比較例3について考察すると、比較例3では他の比較例に比べて初期段階での溶解度が最も高いものであった。40秒経過後の溶解度は比較例2とさほど大差のない結果となった。ただし、他の比較例同様、40秒経過後は、溶解度がほとんど上昇していないことがわかる。
比較例1〜3について比較すると、全脂粉乳は未処理(比較例1)のものに比べて何かしら加工処理を施している方(比較例2,3)が、初期段階の溶解度を向上させられることが確認された。これは、加工処理によって全脂粉乳の表面構造変化が起因していると考えられる。全脂粉乳の表面構造に変化が生じたことで、最終的な造粒物も変化し、結果、溶解度が上昇したものと考えられる。比較例2と比較例3を比べると、比較例3の方が初期段階では溶解度が高かった。このことから、初期段階の溶解度には、エタノールよりも油脂が起因するものと考えられる。
<実験3:官能評価>
実施例1および比較例1〜3の官能評価を行った。なお、比較例1の造粒は、実施例1と同条件で造粒を行った。
実施例1、比較例1〜3の全脂粉乳の顆粒を、全脂粉乳の量が12g含まれるように計量した。各計量した顆粒または全脂粉乳を、4℃に冷却した水38mlに添加した。添加した水を、マグネットスターラーを用いて1000rpmで80秒撹拌した。得られた溶液を5名のパネラーにブラインド条件下で試飲してもらい、下記評価に基づいて評価してもらった。この時、比較例1の全脂粉乳(未造粒)12gを上記同様に水に添加し撹拌したものをコントロールとした。
<評価(見た目)>
5:コントロールよりも非常に優れている
4:コントロールよりも優れている
3:コントロールと遜色がない
2:コントロールよりも劣っている
1:コントロールよりも非常に劣っている
<評価(乳脂肪感)>
5:コントロールよりも非常に優れている
4:コントロールよりも優れている
3:コントロールと遜色がない
2:コントロールよりも劣っている
1:コントロールよりも非常に劣っている
<評価(風味)>
5:コントロールよりも非常に優れている
4:コントロールよりも優れている
3:コントロールと遜色がない
2:コントロールよりも劣っている
1:コントロールよりも非常に劣っている
官能評価の結果を表2に示す。なお、結果は5人の評価を平均したものを記載している。
Figure 0006758367
実施例1と比較例1〜3を比べると、実施例1は乳脂肪感および風味が優れていることがわかる。特に乳脂肪感は、油脂を添加していない比較例1と比較例2よりも評価が高かった。このことから、油脂の添加が乳脂肪感の再現に必要であると考えられる。また、実施例1は油脂を添加して造粒した比較例3よりも高い評価となった。このことから、油脂の添加以外にも乳脂肪感の付与に関与しているものがあると推察された。

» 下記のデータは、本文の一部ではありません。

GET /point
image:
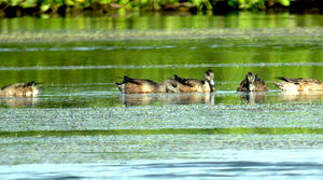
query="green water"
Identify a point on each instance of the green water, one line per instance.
(81, 117)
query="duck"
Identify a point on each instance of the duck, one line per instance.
(29, 89)
(252, 83)
(193, 85)
(144, 86)
(299, 85)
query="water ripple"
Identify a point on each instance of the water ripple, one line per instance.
(81, 48)
(160, 66)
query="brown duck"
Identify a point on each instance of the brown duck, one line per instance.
(144, 86)
(252, 83)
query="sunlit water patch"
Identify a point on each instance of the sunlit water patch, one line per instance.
(267, 164)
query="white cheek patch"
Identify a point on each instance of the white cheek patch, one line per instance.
(35, 92)
(29, 93)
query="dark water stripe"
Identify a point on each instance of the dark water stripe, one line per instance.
(160, 66)
(192, 131)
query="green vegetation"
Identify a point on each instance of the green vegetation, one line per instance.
(62, 7)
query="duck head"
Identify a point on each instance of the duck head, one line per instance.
(251, 79)
(209, 77)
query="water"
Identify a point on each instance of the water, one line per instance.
(81, 126)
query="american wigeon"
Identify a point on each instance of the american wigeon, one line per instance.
(144, 86)
(194, 85)
(299, 85)
(28, 89)
(252, 83)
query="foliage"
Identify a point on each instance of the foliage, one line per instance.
(53, 6)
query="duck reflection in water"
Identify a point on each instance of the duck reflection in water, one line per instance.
(150, 99)
(18, 102)
(254, 97)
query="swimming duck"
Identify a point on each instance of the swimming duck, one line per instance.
(144, 86)
(194, 85)
(299, 85)
(252, 83)
(28, 89)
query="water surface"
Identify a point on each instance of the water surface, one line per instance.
(81, 126)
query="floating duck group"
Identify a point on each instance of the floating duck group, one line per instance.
(251, 83)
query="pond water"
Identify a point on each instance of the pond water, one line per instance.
(81, 126)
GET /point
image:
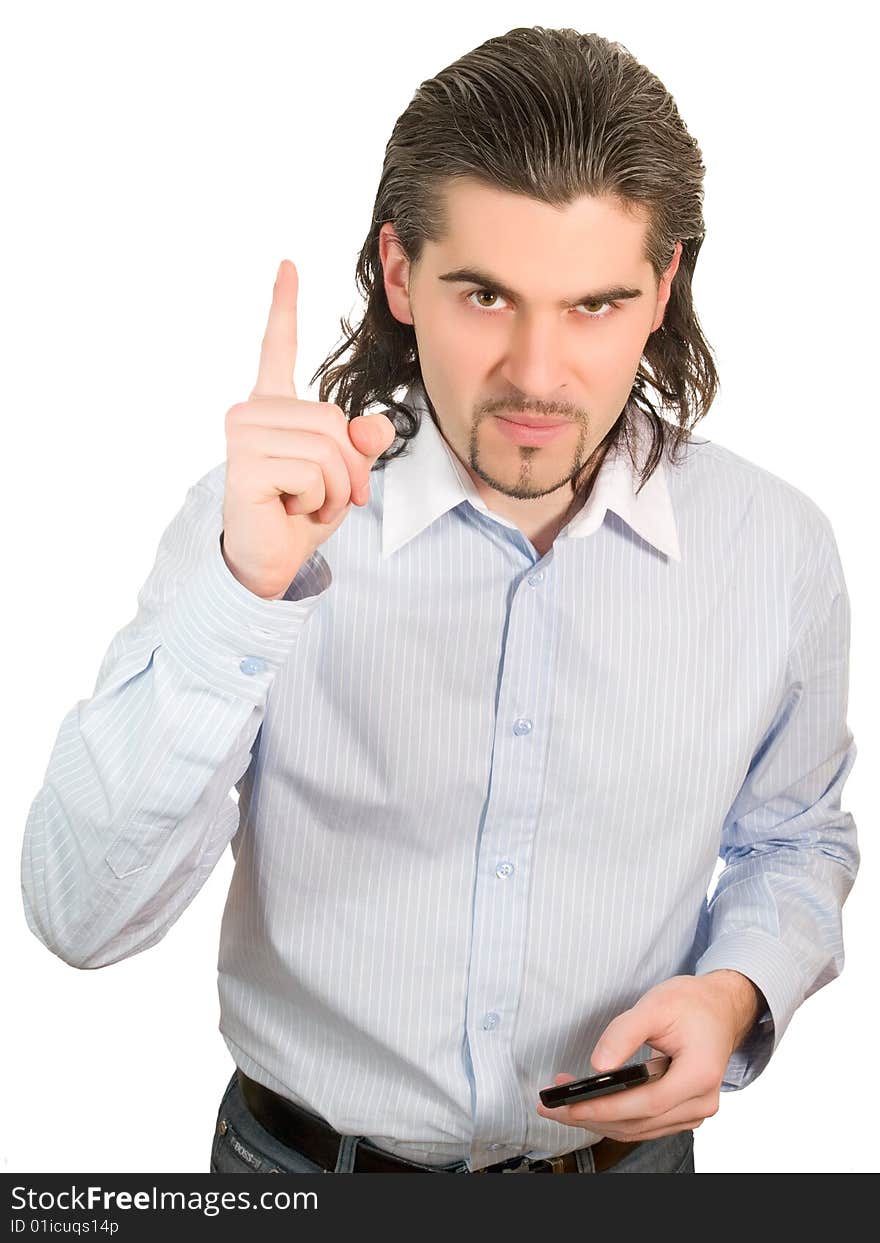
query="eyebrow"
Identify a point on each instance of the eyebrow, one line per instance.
(485, 280)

風味においては、エタノール処理した比較例2と同等の評価となった。しかし、油脂を添加した比較例3では、風味がコントロールよりもやや劣ると言う結果となった。このことから、風味は全脂粉乳に対して何も処理をしないかエタノール処理をすることで強化されると考えられる。
一方、比較例2は見た目において高い評価となった。ここで、見た目とは、溶解後の溶液の色やコップの壁面に付く溶液の跡(粉っぽさなど)を意味する。これは、エタノールで処理した全脂粉乳は細かく分散しやすい傾向にあり、コップの壁面に付着しても粉っぽさが出なかったためと考えられる。
<実験4:DE値による効果の差>
DE値による効果の差について、溶解度試験及び官能評価で確認を行った。まず、実施例1に基づき、実施例2および比較例4を作成した。
<実施例2(DE8)>
実施例1において、DE8のデキストリンを用いて造粒したこと以外は、実施例1と同じである。
<比較例4(DE15)>
実施例1において、DE15のデキストリンを用いて造粒したこと以外は、実施例1と同じである。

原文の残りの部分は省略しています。